A 3.ª e última temporada de Squid Game, da Netflix, é feita de altos e baixos, mas acaba por se redimir na reta final, oferecendo pelo menos um desfecho digno. Tendo em conta a 2.ª temporada, já não é pouco. Mas vamos por partes.
Os dois primeiros episódios mantêm o tom morno com que a temporada anterior terminou: arrastados, por vezes até a roçar o aborrecido. Tal como já tinham feito antes, livram-se sem apelo nem agravo das personagens mais interessantes e insistem nessa tendência, o que fragiliza ainda mais o arranque. Os jogos, que tinham sido o ponto alto das temporadas anteriores, aqui começam com um dos piores de toda a série. Falta tensão, criatividade e nem o acontecimento muito esperado que ali acontece chega para compensar a apatia do protagonista, interpretado por Lee Jung-jae, cada vez mais desligado de tudo.
Felizmente, esse momento marca uma viragem. A série reencontra algum do espírito da 1.ª temporada e os episódios seguintes mostram um jogo com implicações mais profundas, que nos fazem refletir sobre a condição humana. O título do último episódio é precisamente esse, e com razão. Squid Game foi pensada desde o início como uma crítica feroz ao capitalismo e à forma como tudo, incluindo a dignidade humana, se submete ao dinheiro.
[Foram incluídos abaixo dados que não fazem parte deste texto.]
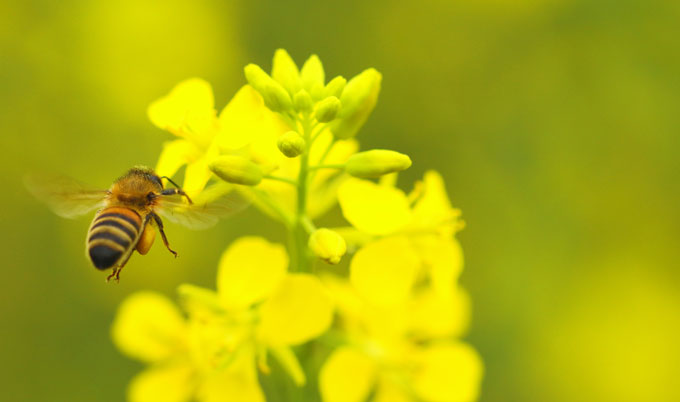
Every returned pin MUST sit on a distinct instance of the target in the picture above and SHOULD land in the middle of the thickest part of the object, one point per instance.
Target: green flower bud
(312, 73)
(335, 87)
(327, 109)
(286, 72)
(303, 102)
(358, 100)
(291, 144)
(327, 245)
(275, 96)
(375, 163)
(236, 169)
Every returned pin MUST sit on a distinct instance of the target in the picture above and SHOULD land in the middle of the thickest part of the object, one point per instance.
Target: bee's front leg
(174, 191)
(159, 223)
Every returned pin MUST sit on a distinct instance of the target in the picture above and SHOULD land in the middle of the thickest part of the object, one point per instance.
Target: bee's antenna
(170, 180)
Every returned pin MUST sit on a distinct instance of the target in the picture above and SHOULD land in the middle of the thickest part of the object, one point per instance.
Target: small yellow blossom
(265, 307)
(425, 218)
(327, 245)
(389, 323)
(381, 350)
(188, 112)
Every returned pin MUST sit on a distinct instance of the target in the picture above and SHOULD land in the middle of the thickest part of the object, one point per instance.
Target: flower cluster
(385, 326)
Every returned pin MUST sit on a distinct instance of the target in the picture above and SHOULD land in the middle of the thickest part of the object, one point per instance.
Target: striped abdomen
(112, 235)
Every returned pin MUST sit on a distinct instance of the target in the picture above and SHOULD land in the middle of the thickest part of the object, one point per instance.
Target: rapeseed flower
(423, 221)
(396, 355)
(258, 308)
Aqui, a vida está literalmente em jogo. Quando as personagens deixam de ser caricaturas de vilania gratuita e passam a ser tratadas como pessoas, com dilemas e contradições reais, é quando a série atinge o seu melhor.
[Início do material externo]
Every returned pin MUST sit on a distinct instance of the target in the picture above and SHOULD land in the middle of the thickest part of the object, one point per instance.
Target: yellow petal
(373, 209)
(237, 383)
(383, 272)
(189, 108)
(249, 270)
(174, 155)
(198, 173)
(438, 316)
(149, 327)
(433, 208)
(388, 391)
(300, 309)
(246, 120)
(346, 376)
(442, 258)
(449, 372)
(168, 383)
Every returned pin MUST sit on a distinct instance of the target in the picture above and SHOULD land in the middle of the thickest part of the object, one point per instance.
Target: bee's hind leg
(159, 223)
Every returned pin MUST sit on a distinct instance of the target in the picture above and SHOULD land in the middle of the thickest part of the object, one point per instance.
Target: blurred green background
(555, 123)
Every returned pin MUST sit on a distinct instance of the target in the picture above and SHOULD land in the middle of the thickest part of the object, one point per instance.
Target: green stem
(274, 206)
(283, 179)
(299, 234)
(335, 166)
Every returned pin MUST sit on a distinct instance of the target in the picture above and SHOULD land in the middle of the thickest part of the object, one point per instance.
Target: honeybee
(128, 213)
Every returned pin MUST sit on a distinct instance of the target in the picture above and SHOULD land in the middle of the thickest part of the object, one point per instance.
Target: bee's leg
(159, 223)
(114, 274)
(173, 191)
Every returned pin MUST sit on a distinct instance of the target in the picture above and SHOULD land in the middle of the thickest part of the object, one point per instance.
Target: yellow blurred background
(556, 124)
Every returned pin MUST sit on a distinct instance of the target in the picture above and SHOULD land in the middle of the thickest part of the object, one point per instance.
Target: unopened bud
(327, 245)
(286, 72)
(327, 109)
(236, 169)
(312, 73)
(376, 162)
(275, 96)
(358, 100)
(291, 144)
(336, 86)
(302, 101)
Essa reflexão sobre os limites da humanidade é cada vez mais atual num mundo que se fecha sobre si mesmo. E lições de empatia pelo próximo continuam a ser urgentes. Ainda assim, não deixa de ser algo preguiçoso que duas das três ações principais da temporada se centrem no mesmo tema: crianças em perigo. É sempre mais fácil gerar empatia dessa forma, mas talvez por isso mesmo se exigisse mais ousadia e originalidade.
Como ponto mais negativo talvez seja o facto de as tramas paralelas pouco acrescentarem. Não têm grande impacto no desfecho, embora se toquem eventualmente, claro, mas acabam por funcionar apenas como momentos de pausa em relação aos jogos que, felizmente, vão ganhando ritmo e complexidade. Até ao segundo episódio vi com esforço, confesso, mas os últimos quatro vi de seguida, sem conseguir parar.
Em resumo, não é uma temporada brilhante nem atinge o nível da primeira, mas é muito superior à segunda. O final deixa uma sensação de satisfação. Só lamento que os VIPs tenham escapado sem castigo. Tiveram cada vez mais destaque, tornaram-se mais irritantes e não houve qualquer consequência. Mas talvez seja também esse o ponto. O capitalismo não é justo, a vida também não e, nesse sentido, a série foi coerente até ao fim. A última cena foi uma ótima surpresa, inesperada, e fecha a série com um toque final muito bem conseguido.
Todos os seis episódios desta 3.ª e última temporada de Squid Game já se encontram disponíveis na Netflix
Melhor episódio:
○△□ (Episódio 5) – Os três arcos principais da temporada têm aqui um desenvolvimento importante e cheio de significado, com uma tensão que se mantém do início ao fim. É neste episódio que finalmente começa a cheirar a fim, cada linha narrativa avança de forma decisiva com a combinação destes três caminhos que criam uns momentos intensos, nos agarram e preparam para o desfecho que se aproxima.
Personagem de destaque:
222 – Merece, sem dúvida, uma menção muito especial. Nunca uma figura sem uma única fala, sem qualquer cena dedicada própria, teve um papel tão decisivo numa série. É a sua simples existência que faz desmoronar certezas, que perturba a lógica fria do jogo e obriga as restantes peças a movimentarem-se. Sem gestos, sem palavras, consegue ser o catalisador de tudo o que vem a seguir.